Obama adviser Robert Gibbs says Obama will step up his pressure on rank-and-file lawmakers: "We're going to work on that more and more today," he said on "Good Morning Ameirca."
Countered McCain adviser Nicolle Wallace: "The bill failed yesterday. Maybe they don't have Internet connections or phones on their big fancy plane." (Where's that storyline been, anyway?)
The failed vote was a failure of leadership, a historic misreading of the country's mood -- and it came after a clanker of a move by a presidential candidate who is still looking for a way to make economic issues his own.
A bad bet: "McCain invested more political capital than anyone else in a deal that went bad," CQ's Jonathan Allen writes. "After the bailout bill fell apart, McCain was left with little room to argue he had helped the process. So, he fired a few partisan shots."
Team McCain, in the aftermath: "This bill failed because Barack Obama and the Democrats put politics ahead of country," said McCain adviser Douglas Holtz-Eakin, per ABC's John Berman and Ron Claiborne.
But didn't the bill also fail because Republicans voted by a 2-1 margin against their president, their presidential candidate, and their leadership? And here's just guessing that a Nancy Pelosi speech had slightly less to do with the vote's outcome than the fact that 435 House members are on the ballot five weeks from today.
(How many years does McCain need to be in Congress before he learns how the place works -- and that you better accomplish your mission before declaring that you did so?)

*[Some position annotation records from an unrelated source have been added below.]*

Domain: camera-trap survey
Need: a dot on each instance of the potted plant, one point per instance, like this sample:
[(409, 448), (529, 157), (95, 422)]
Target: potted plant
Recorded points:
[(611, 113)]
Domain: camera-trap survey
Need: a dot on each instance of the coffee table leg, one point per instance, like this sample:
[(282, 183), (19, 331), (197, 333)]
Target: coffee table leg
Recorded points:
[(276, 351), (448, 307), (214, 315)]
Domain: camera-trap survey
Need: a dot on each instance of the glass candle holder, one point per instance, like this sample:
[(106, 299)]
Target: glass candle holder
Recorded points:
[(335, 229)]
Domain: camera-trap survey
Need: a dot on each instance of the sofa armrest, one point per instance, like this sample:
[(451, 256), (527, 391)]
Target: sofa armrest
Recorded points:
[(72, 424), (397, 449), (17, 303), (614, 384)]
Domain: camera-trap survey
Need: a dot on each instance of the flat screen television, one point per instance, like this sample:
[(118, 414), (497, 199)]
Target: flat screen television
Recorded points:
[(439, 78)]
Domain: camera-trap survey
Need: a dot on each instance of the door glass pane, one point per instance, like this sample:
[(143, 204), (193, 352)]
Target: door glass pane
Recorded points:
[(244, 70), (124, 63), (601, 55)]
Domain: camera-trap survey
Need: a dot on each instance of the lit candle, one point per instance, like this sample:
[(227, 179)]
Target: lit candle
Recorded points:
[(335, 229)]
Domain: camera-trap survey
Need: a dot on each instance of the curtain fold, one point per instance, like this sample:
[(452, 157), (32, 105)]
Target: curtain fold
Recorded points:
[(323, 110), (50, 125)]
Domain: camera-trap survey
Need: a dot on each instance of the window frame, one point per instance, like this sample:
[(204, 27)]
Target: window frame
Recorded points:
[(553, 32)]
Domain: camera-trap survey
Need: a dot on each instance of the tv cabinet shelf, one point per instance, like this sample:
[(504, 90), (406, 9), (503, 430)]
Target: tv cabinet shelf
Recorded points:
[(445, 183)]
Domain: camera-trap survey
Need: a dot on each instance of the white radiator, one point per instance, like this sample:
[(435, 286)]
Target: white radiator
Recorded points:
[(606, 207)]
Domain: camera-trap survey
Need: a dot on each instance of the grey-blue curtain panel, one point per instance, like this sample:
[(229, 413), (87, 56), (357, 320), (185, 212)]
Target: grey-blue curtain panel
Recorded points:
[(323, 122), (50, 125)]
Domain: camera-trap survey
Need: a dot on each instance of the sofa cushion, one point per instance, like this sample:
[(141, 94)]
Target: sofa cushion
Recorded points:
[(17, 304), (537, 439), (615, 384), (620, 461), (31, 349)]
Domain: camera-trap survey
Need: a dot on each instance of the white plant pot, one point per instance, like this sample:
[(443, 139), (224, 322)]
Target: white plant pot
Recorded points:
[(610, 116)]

"Sen. John McCain (R-Ariz.) and his top aides took credit for building a winning bailout coalition -- hours before the vote failed and stocks tanked," Politico's Mike Allen writes. "The rush to claim he had engineered a victory now looks like a strategic blunder that will prolong the McCain's campaign's difficulty in finding a winning message on the economy."
"About an hour before the Wall Street bailout package collapsed yesterday in the U.S. House, Sen. John McCain trumpeted his role in building a coalition to fight for the economic rescue plan," Joe Hallett writes for the Columbus Dispatch.
"So if McCain wanted credit for passage, should he share some of the blame for its defeat?" Marc Ambinder blogs for The Atlantic. "Two thirds of half Republicans voted for its defeat . . . after a weekend of telephone call diplomacy from McCain."
"The house always wins, gamblers are warned," per the AP's Chuck Babington. "By his own actions last week, McCain tied himself far more tightly to the failed bill than did his Democratic opponent, Barack Obama."
"The vote is a blow to John McCain, who had so dramatically 'suspended' his campaign to return to DC and broker a deal," National Review's Rich Lowry writes. "His campaign had explained his role as bringing to the table and coaxing along House Republicans, whose revolt now makes him look ineffectual."
From here, per ABC's George Stephanopoulos, congressional leaders are considering four options for when Congress reconvenes after Rosh Hashanah: Hope the markets change minds and try again in the House; let the Senate vote first to build momentum for the package; make some changes that are popular on the right, like extending FDIC insurance and suspending the mark-to-market rule; or tacking left with the bill to add Democratic votes.